I recalled a similar patient I had as a resident 15 years ago. Because I trained in a community hospital where patient management was almost solely up to family medicine, internal medicine, and pediatrics, we didn't have specialists readily available. Even if we did, back then you did not consult a pulmonologist to do a thoracentesis. You did it yourself. I remembered that we relished a patient like this when we were in training because it was a pretty "easy tap" and allowed us to hone our skills with minimal risk to the patient.
Even in the community where I practice, remote from a tertiary care facility, I no longer do a number of procedures I was trained to do and do not independently manage many types of patients I used to routinely manage. Medicine has changed, even in the relatively short amount of time (or so it seems) since I trained. In the balance between specialization and continuity, there is a definite tilt favoring depth over breadth. There is some good science behind this. Some surgical procedures demonstrate lower complication rates when performed by high-volume centers compared with lower-volume centers. Skills do get rusty over time with lack of use, and technology can assist us in delivering better care with increased patient safety.
My patient from residency with the recurrent pleural effusion needed someone with the technical competency to insert the needle into the right intercostal space without puncturing a blood vessel or lung. He also needed someone who knew him well enough to determine when the next thoracentesis was needed. Someone who was familiar enough with him that he was comfortable with the plan of care, a physician who understood the big picture of his health and well-being.

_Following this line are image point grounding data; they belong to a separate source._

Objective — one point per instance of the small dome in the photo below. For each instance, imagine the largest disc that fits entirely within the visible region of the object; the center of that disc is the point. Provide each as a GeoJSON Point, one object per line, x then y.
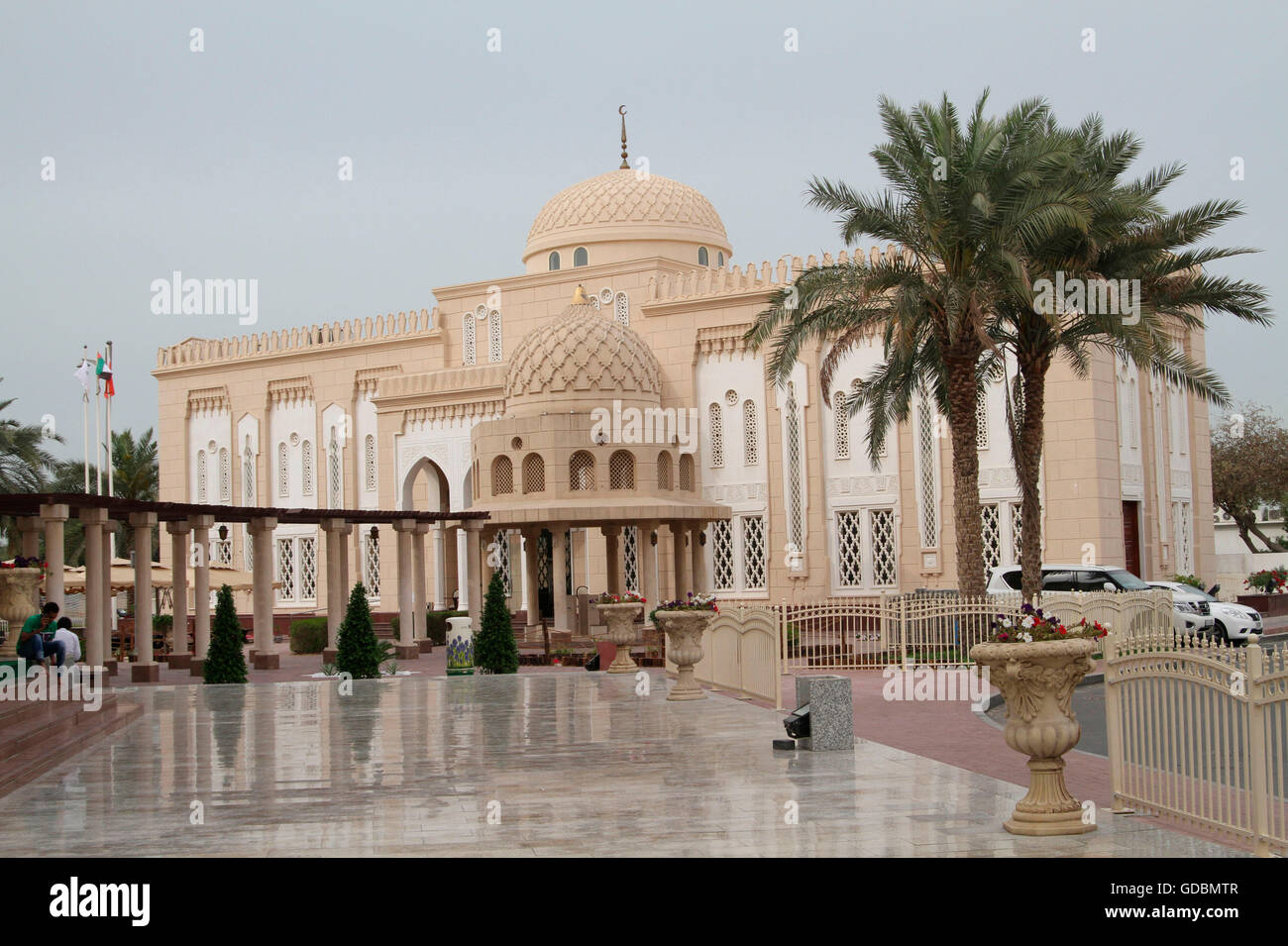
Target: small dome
{"type": "Point", "coordinates": [581, 361]}
{"type": "Point", "coordinates": [626, 207]}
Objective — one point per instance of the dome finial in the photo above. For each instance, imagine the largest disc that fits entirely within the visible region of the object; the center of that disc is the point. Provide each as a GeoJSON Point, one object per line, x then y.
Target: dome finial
{"type": "Point", "coordinates": [623, 166]}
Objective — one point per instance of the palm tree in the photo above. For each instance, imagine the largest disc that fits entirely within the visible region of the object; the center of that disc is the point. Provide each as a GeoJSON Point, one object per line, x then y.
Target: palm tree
{"type": "Point", "coordinates": [1129, 237]}
{"type": "Point", "coordinates": [961, 201]}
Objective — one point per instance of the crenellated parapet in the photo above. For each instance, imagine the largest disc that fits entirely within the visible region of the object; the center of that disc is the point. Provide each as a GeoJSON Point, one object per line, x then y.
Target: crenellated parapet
{"type": "Point", "coordinates": [403, 326]}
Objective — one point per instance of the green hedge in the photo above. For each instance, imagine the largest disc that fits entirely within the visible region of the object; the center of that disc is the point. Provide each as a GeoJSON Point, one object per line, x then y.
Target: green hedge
{"type": "Point", "coordinates": [308, 636]}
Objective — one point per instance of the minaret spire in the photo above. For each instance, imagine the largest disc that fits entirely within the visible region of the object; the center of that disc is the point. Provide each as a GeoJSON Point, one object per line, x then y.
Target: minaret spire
{"type": "Point", "coordinates": [623, 166]}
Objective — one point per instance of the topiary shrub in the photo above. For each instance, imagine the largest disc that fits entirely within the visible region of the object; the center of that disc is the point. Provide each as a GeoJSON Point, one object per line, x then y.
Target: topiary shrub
{"type": "Point", "coordinates": [308, 636]}
{"type": "Point", "coordinates": [357, 650]}
{"type": "Point", "coordinates": [226, 663]}
{"type": "Point", "coordinates": [494, 650]}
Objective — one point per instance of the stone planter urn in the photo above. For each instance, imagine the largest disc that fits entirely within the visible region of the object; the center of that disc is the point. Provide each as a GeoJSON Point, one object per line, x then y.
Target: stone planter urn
{"type": "Point", "coordinates": [621, 631]}
{"type": "Point", "coordinates": [1037, 681]}
{"type": "Point", "coordinates": [684, 646]}
{"type": "Point", "coordinates": [18, 601]}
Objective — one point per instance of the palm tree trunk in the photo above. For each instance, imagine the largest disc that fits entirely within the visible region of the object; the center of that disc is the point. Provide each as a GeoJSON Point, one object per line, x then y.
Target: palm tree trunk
{"type": "Point", "coordinates": [964, 430]}
{"type": "Point", "coordinates": [1029, 465]}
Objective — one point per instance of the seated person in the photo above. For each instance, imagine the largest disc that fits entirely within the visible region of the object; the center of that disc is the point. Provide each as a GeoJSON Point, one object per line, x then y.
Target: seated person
{"type": "Point", "coordinates": [31, 643]}
{"type": "Point", "coordinates": [67, 637]}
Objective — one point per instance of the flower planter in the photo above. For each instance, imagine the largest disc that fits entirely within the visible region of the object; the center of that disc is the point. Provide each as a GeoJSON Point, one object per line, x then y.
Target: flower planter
{"type": "Point", "coordinates": [1037, 681]}
{"type": "Point", "coordinates": [18, 601]}
{"type": "Point", "coordinates": [684, 646]}
{"type": "Point", "coordinates": [1267, 605]}
{"type": "Point", "coordinates": [621, 632]}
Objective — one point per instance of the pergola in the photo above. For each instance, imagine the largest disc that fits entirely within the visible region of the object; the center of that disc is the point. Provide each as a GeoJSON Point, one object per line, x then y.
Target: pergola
{"type": "Point", "coordinates": [102, 514]}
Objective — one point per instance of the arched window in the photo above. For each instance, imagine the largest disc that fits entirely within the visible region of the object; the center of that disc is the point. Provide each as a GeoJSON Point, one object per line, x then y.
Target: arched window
{"type": "Point", "coordinates": [621, 470]}
{"type": "Point", "coordinates": [664, 470]}
{"type": "Point", "coordinates": [307, 467]}
{"type": "Point", "coordinates": [493, 336]}
{"type": "Point", "coordinates": [201, 475]}
{"type": "Point", "coordinates": [369, 463]}
{"type": "Point", "coordinates": [841, 425]}
{"type": "Point", "coordinates": [533, 473]}
{"type": "Point", "coordinates": [283, 485]}
{"type": "Point", "coordinates": [715, 417]}
{"type": "Point", "coordinates": [226, 475]}
{"type": "Point", "coordinates": [581, 472]}
{"type": "Point", "coordinates": [686, 478]}
{"type": "Point", "coordinates": [468, 338]}
{"type": "Point", "coordinates": [502, 476]}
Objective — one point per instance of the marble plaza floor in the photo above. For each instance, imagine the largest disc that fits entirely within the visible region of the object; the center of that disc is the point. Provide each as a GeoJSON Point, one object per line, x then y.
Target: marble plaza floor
{"type": "Point", "coordinates": [529, 765]}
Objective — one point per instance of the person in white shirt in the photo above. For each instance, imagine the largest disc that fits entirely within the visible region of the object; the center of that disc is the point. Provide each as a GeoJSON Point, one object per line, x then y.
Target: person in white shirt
{"type": "Point", "coordinates": [67, 637]}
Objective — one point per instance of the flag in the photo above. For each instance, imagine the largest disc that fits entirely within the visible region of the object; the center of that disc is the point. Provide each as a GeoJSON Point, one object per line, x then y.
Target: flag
{"type": "Point", "coordinates": [82, 373]}
{"type": "Point", "coordinates": [104, 370]}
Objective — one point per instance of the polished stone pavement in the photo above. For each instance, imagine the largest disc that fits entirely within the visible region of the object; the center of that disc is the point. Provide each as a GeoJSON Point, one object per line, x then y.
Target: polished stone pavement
{"type": "Point", "coordinates": [528, 765]}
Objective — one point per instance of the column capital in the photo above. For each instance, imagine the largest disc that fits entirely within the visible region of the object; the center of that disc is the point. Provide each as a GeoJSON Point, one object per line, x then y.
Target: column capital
{"type": "Point", "coordinates": [93, 516]}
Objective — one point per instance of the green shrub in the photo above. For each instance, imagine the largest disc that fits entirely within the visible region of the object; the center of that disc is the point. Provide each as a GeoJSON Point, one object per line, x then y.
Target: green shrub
{"type": "Point", "coordinates": [436, 626]}
{"type": "Point", "coordinates": [494, 649]}
{"type": "Point", "coordinates": [357, 650]}
{"type": "Point", "coordinates": [226, 663]}
{"type": "Point", "coordinates": [308, 636]}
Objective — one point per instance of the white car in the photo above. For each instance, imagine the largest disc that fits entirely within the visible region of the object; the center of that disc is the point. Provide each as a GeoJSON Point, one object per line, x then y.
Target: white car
{"type": "Point", "coordinates": [1231, 622]}
{"type": "Point", "coordinates": [1188, 617]}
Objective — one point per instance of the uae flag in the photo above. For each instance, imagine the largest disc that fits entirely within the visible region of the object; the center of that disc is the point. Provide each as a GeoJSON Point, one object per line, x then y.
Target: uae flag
{"type": "Point", "coordinates": [104, 370]}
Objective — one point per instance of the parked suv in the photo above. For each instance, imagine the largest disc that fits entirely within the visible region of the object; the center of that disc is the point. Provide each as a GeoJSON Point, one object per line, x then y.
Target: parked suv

In the desire to provide specialized, competent, and safe care, physicians have appropriately emphasized expertise and competence. I fear we have downplayed other important components along the way. As a result, we have transitioned from training environments in which we "learned on" patients to those in which we can only approach patients once we are thoroughly "learned."
The emphasis on expertise and competence has not been equally matched by the emphasis on continuity and a holistic approach. As a result, physicians have compartmentalized patients into organs, diseases, and specialties. Because of this, our patients face the challenge of potentially receiving expert procedural care without the balance of a comprehensive view of their whole being.